Articolo di · 2 Giugno 2020 ·

La tua anima è mia!

Versione testata PlayStation 4 Pro

Mortal Kombat è un franchising di videogiochi da combattimento, sviluppato da Midway Games nel 1992. La realizzazione del primo capitolo della serie fu originariamente basata su un’idea avuta da Ed Boon e John Tobias. Volevano realizzare un videogioco che avesse come protagonista Jean- Claude Van Damme, noto per le sue incredibili doti marziali, che gli sono valse diversi titoli e per le tante pellicole cinematografiche che lo hanno resero celebre in quegli anni: Kickboxers, Senza esclusione di colpi, Aquila nera, Cyborg, Colpi proibiti, Lionheart, I nuovi eroi (Universal Soldier).

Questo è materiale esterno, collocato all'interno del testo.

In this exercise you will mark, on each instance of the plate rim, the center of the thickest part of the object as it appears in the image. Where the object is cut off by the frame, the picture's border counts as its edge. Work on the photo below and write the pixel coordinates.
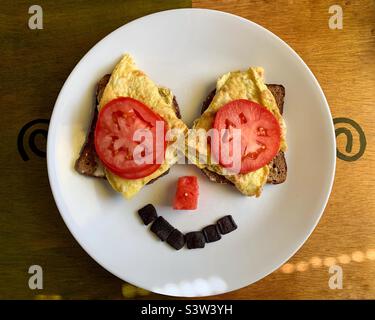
(51, 166)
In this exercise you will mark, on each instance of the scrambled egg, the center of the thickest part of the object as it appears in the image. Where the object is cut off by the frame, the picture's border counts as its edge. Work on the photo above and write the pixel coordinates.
(232, 86)
(128, 81)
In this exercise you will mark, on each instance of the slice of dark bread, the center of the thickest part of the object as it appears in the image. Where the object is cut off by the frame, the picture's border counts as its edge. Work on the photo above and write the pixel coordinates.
(88, 162)
(278, 167)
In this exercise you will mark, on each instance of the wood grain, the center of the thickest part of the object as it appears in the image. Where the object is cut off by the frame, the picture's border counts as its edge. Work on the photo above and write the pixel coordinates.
(34, 65)
(343, 62)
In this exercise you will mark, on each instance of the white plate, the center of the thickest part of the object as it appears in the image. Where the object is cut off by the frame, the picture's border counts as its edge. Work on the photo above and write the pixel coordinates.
(186, 50)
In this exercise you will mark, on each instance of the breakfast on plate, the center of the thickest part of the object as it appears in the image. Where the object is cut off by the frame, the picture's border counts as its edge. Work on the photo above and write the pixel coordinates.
(128, 101)
(176, 239)
(243, 101)
(243, 144)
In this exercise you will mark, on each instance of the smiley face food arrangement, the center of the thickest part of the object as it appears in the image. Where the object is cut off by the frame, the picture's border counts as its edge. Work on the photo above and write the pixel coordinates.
(129, 142)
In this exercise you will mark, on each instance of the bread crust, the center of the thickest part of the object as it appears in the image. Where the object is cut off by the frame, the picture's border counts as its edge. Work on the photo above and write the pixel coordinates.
(88, 162)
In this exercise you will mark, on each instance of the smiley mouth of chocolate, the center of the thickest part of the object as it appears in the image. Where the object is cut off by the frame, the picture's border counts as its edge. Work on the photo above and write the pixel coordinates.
(176, 239)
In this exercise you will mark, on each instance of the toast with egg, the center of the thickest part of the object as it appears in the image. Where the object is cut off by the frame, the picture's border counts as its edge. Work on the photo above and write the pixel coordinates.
(128, 81)
(246, 85)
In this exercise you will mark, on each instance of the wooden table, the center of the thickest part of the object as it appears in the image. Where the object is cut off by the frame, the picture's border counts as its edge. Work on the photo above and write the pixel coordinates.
(34, 65)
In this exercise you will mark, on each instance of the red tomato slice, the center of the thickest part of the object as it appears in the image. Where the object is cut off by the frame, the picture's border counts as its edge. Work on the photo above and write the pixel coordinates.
(187, 193)
(260, 133)
(117, 122)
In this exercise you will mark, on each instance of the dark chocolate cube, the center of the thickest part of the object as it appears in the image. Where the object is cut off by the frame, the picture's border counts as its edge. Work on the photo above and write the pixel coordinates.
(226, 224)
(176, 239)
(211, 233)
(148, 214)
(195, 240)
(161, 228)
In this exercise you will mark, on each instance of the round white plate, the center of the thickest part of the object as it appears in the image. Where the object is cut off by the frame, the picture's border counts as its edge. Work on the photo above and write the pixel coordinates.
(187, 50)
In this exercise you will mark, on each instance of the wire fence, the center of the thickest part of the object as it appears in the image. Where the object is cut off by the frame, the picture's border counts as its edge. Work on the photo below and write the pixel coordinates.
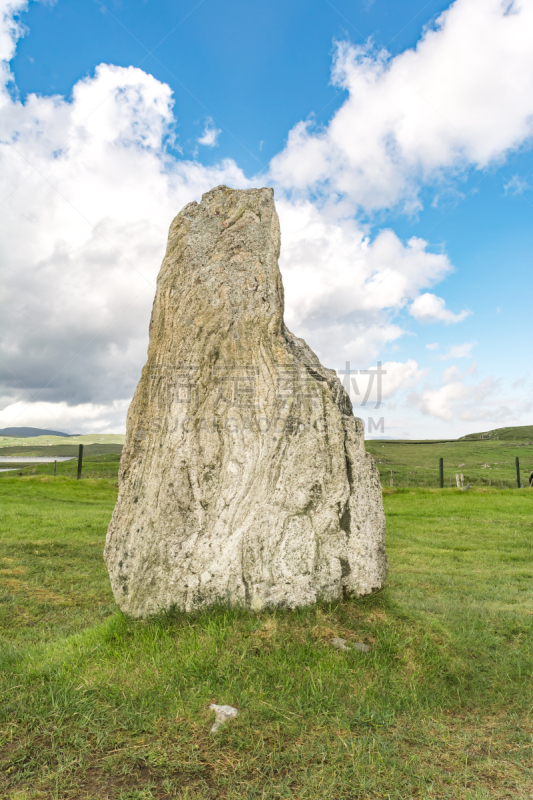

Il gioco picchiaduro più redditizio di sempre

Quando quell’idea fu poi concettualizzata, decisero di creare un gioco di combattimento a tema fantasy, Mortal Kombat, tuttavia rendendo omaggio alla star del cinema belga attraverso il personaggio di Johnny Cage (JC è molto simile a JCVD). Mortal Kombat è stato il primo picchiaduro in assoluto a introdurre un combattente segreto, ottenibile qualora il giocatore avesse soddisfatto una serie di requisiti.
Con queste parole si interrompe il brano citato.